You head to the hardware store to buy a hammer. Low and behold there are two choices, the Name Brand and the “house” brand. You pick up the Name Brand. It’s nice and heavy. The handle is varnished hardwood and the head of the hammer is finely cast. There’s a metal wedge at the top. It swings with balance but its price is 15% to 20 % more than the house brand.
This House Brand looks just as good. It’s a bit lighter and its head is simply jammed directly onto the handle. There is no metal wedge at the top to expand the handle into to head. The handle looks like fruitwood. There’s no varnish. But hey, you are not going to build a house with it, just hang a bunch of pictures. You just need a hammer.
Flash forward and few days. It’s raining outside and a good day to finish hanging the family portraits. You used the House Brand hammer a couple of times to hang a few picture in the bedroom. Now to the living room. As you line up the photo of Grandpa and swing back the hammer the head flies off behind you and smashes the vase with grandpa’s ashes all over the floor just as the children come in from the rain dripping onto the floor and all over Grandpa.
Oh, that’s why the Name Brand had that wedge at the top and the hardwood handle that would not go soft in the high humidity.
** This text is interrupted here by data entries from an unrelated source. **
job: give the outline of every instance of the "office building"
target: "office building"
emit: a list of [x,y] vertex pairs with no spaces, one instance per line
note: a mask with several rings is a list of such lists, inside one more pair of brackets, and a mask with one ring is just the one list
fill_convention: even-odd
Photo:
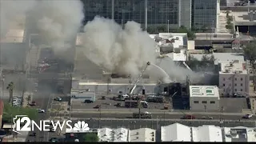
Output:
[[219,90],[222,96],[247,96],[249,74],[246,62],[234,60],[220,62]]
[[219,0],[192,0],[191,26],[216,32],[220,13]]
[[182,0],[84,0],[85,22],[96,15],[114,19],[120,25],[127,21],[142,28],[170,25],[170,28],[191,26],[191,1]]
[[190,103],[192,110],[218,110],[219,93],[216,86],[190,86]]

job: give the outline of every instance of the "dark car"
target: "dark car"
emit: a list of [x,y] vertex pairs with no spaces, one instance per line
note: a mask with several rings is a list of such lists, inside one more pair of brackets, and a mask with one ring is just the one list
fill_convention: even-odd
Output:
[[184,115],[182,119],[195,119],[195,117],[193,115]]
[[58,142],[58,139],[57,138],[52,138],[49,141],[51,142]]
[[36,137],[36,136],[37,136],[37,134],[36,134],[36,133],[33,133],[33,134],[31,134],[30,136],[31,136],[31,137]]
[[30,106],[36,106],[36,105],[37,105],[37,103],[36,103],[35,102],[32,102],[30,103]]
[[101,107],[100,105],[97,105],[97,106],[95,106],[94,107],[94,109],[99,109],[100,107]]
[[89,99],[85,100],[85,103],[92,103],[92,102],[94,102],[91,100],[89,100]]

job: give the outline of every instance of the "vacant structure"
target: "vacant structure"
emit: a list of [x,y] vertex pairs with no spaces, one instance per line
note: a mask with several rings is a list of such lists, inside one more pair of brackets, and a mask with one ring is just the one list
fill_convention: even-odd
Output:
[[219,93],[217,86],[190,86],[190,106],[192,110],[218,110]]
[[128,142],[129,130],[125,128],[110,129],[102,128],[98,130],[99,142]]
[[193,142],[222,142],[222,128],[215,126],[192,127]]
[[174,123],[161,126],[162,142],[192,142],[190,127]]
[[129,142],[155,142],[155,130],[150,128],[141,128],[130,130]]
[[219,64],[219,90],[222,96],[247,96],[249,74],[246,63],[234,60]]

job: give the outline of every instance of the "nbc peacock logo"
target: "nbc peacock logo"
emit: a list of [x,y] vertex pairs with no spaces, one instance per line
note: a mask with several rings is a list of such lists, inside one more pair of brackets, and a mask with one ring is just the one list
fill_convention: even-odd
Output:
[[86,123],[84,121],[78,121],[77,123],[74,124],[73,127],[74,131],[88,131],[90,128],[88,124]]

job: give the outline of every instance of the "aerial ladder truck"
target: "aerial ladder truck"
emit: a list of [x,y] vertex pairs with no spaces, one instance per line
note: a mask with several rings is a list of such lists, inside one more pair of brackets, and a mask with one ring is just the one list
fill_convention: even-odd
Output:
[[145,70],[146,70],[146,68],[150,65],[150,62],[146,62],[146,66],[145,66],[145,68],[142,71],[141,74],[138,76],[138,79],[136,80],[136,82],[135,82],[134,86],[132,87],[132,89],[130,90],[130,93],[128,94],[123,94],[122,95],[123,98],[129,98],[128,99],[130,99],[128,101],[126,101],[126,102],[125,102],[126,103],[125,105],[126,105],[126,107],[137,107],[137,106],[139,106],[139,105],[141,103],[142,103],[143,107],[147,107],[147,102],[142,102],[140,98],[137,97],[138,98],[137,98],[138,101],[134,101],[134,100],[131,100],[131,99],[133,98],[134,91],[136,89],[139,80],[142,78]]

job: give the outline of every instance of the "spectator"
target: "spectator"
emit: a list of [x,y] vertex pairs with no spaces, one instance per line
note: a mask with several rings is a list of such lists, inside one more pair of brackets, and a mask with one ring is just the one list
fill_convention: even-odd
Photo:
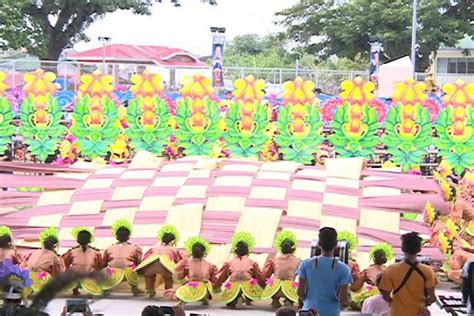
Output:
[[467,303],[467,312],[474,315],[474,259],[464,265],[461,273],[462,298]]
[[[375,280],[375,284],[379,286],[382,274],[379,274]],[[388,316],[390,315],[390,306],[383,299],[382,294],[369,297],[364,301],[362,305],[362,313],[372,314],[377,316]]]
[[320,316],[338,316],[341,303],[349,303],[348,286],[352,283],[349,266],[334,257],[337,232],[334,228],[319,230],[321,256],[309,258],[300,265],[298,296],[303,309],[315,310]]
[[382,274],[379,289],[390,304],[390,315],[422,315],[435,300],[438,281],[431,267],[418,263],[422,239],[418,233],[402,235],[403,262],[389,266]]
[[275,316],[296,316],[296,311],[291,307],[280,307]]

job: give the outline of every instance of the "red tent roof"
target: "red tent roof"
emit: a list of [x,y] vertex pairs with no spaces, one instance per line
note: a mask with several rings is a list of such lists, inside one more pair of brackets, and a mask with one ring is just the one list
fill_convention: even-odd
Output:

It a familiar lesson, this manipulated metaphor. But why was the cheaper hammer chosen at all? It’s a simple answer. The human experience is laced with hope. It’s not that we forget the lessons of the past, it’s that we hope we can overcome them. We mistakenly hope that we are smart enough to win two ways. We will not use the Cheap hammer to build a house so we can win by saving money and not have an expensive tool lying around.
We often let hope and self-confidence override what we know is a risky and poor decision. From our perspective in Law Firm Practice Building we are confronted with cheap knockoffs all around. Discounts on media result in buys that are slapped together, not policed, with “fake news” style graphs and charts. But look closely and you will find over bought duplication, failure to adjust to physcographic and emphasis on the wrong demo. But hey, that digital chart looks good. Then there is the policing and make-good issue which cannot be thoroughly done, if at all, when buyers are overworked and underpaid. Break it down into the cases achieved and it’s a hugely expensive mistake.
How about cheap creatives? First and foremost it makes your service look cheap, cheesy and not professional. Many time you are just pasted into someone else’s ad with no regard to how it will perform for you.
Worse yet it will not reflect the individuality of the service you provide. The public will get a false picture of you and will consider the advertisement and you deceptive.
Yes, the cheaper hammer worked a few times but then it’s back to the store to buy another. It would have been better not to rely strictly on what it costs, but consider what the better hammer could have achieved. Doing that would make Grandpa proud.